A BBC percebe que o ex -primeiro -ministro do Reino Unido, Sir Tony Blair, estava envolvido em discutir a administração de uma autoridade de transição em Gaza.

Entende-se que Sir Tony, que levou o Reino Unido na Guerra do Iraque no dia 21, está em negociações com planos de alto nível com todas as partes na região pós-palestina na região pós-palestina.

Nesta semana, no centro da última proposta discutida pelo presidente da ONU, Donald Trump e líderes árabes – Gaza é operado por uma empresa transitória com apoio da Gaza ONU e apoio do Golfo antes de retornar ao controle palestino.

Dizia -se que uma proposta era apoiada em Washington para liderar essa autoridade para Sir Tony, embora seu escritório simplesmente tenha dito que não apoiaria nada que exiba o povo de Gaza.

Sir Tony participou de uma reunião da Casa Branca com Trump em agosto Para discutir os planos de Gaza pós -guerra, que descrevem o embaixador do Oriente Médio dos EUA Steve Witcoof “extremamente largo” – embora outra coisa sobre essa reunião tenha sido publicada.

Ex -primeiro ministro serviu como Médio Oriente (Os Estados Unidos, a UE, a Rússia e as Nações Unidas) alguns anos depois de deixar o cargo em 2007. Ele se concentrou em trazer o desenvolvimento econômico na Palestina e na criação de duas condições estatais.

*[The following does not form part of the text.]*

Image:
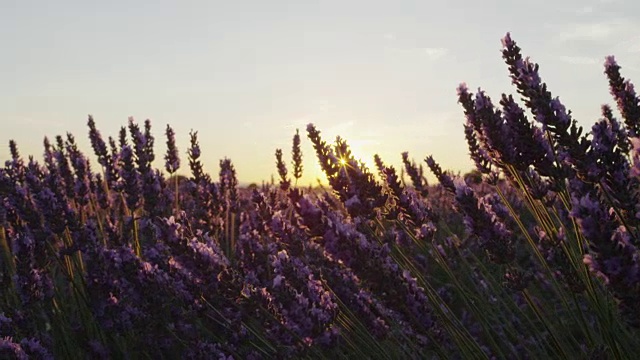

Como primeiro -ministro, ele decidiu cometer forças britânicas na Guerra do Iraque de 20 Fortemente criticado na investigação do governo No conflito, onde se descobriu que ele trabalhou em detetives defeituosos sem confirmar a produção de armas de destruição generalizada.

Os relatórios sobre se envolver com uma autoridade de transição para Gaza vêm mais tarde O presidente palestino Mahmoud Abbas disse na quinta -feira que estava pronto para trabalhar com Trump E outros líderes mundiais para implementar o plano de paz de dois estados.

Abbas enfatizou a rejeição do futuro papel administrativo do Hamas no Gaza e alegou desarmá -lo.

No início desta semana, o Reino Unido reconheceu oficialmente o estado da Palestina, bem como no Canadá e na Austrália. Outros países, incluindo a França e a Dinamarca, seguiram este exemplo, enquanto o Israel e os Estados Unidos criticaram a mudança como prêmio do Hamas.

Sir Kyar enfatizou a ação diplomática: “O Hamas não tem futuro, nenhum papel no governo, nenhum papel na segurança” e era “exatamente o oposto de sua visão repugnante”.

As forças armadas israelenses lançaram uma campanha em Gaza em resposta ao ataque liderado pelo Hamas ao sul de Israel em outubro de 2021, onde cerca de 1.220 pessoas foram mortas e 20 foram mantidos reféns.

De acordo com o Ministério da Saúde do Hamas na região, pelo menos 65,3 pessoas foram mortas no ataque israelense em Gaza. A Comissão de Investigação das Nações Unidas diz Israel massacrou contra os palestinos Em Gaza, que Israel nega.